The influence of temperature on the elastic properties of body-centered cubic reduced activation steels

Abstract

Abstract A first-principles based modeling approach to the effect of temperature on the isothermal single-crystal and polycrystalline elastic parameters of Fe-rich solid solutions is reported. The approach integrates alloy theory for chemical and magnetic disorders with accessible experimental data for the equilibrium volume and ferromagnetic phase transition, and is adopted to predict the temperature-dependent elastic parameters of the body-centered cubic phase of three reduced activation steels, CLAM/CLF-1, F82H, EUROFER97, considered as high-temperature material in power reactors. The predictions are assessed based on available experimental data for a reduced activation steel and both experimental and theoretical data for pure Fe. Alloying effects on the elastic constants relative to pure Fe are found to differ in the magnetically ordered and disordered phases.
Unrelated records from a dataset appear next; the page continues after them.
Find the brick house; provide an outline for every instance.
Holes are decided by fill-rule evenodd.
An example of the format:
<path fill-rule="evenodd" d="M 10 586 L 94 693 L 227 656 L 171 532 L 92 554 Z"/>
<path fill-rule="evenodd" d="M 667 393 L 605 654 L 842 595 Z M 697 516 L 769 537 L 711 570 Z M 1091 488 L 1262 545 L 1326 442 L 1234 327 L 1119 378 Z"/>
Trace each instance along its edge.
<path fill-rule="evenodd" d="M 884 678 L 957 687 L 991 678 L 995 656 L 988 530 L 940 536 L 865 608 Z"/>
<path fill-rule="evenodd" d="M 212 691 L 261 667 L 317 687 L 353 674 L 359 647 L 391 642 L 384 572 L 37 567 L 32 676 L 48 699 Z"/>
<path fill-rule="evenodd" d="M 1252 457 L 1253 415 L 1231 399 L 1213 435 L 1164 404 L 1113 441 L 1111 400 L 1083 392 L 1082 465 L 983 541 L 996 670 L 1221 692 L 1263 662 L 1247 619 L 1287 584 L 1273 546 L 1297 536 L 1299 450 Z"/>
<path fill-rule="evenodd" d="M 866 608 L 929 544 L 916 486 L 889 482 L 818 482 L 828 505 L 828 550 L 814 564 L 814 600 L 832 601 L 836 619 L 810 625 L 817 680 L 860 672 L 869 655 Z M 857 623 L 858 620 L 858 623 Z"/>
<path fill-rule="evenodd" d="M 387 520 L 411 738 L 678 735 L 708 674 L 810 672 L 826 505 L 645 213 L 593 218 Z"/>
Contributions due to loss of long-range magnetic order, volume expansion, and entropy are important in determining the temperature dependence of the elastic parameters in all investigated materials. A previously reported, peculiar magneto-volume phenomenon on the equation of state in pure Fe is gradually removed by alloying and magnetic disordering, which requires particular attention when describing the thermo-chemical effects derived from the equation of state in Fe-rich solid solutions.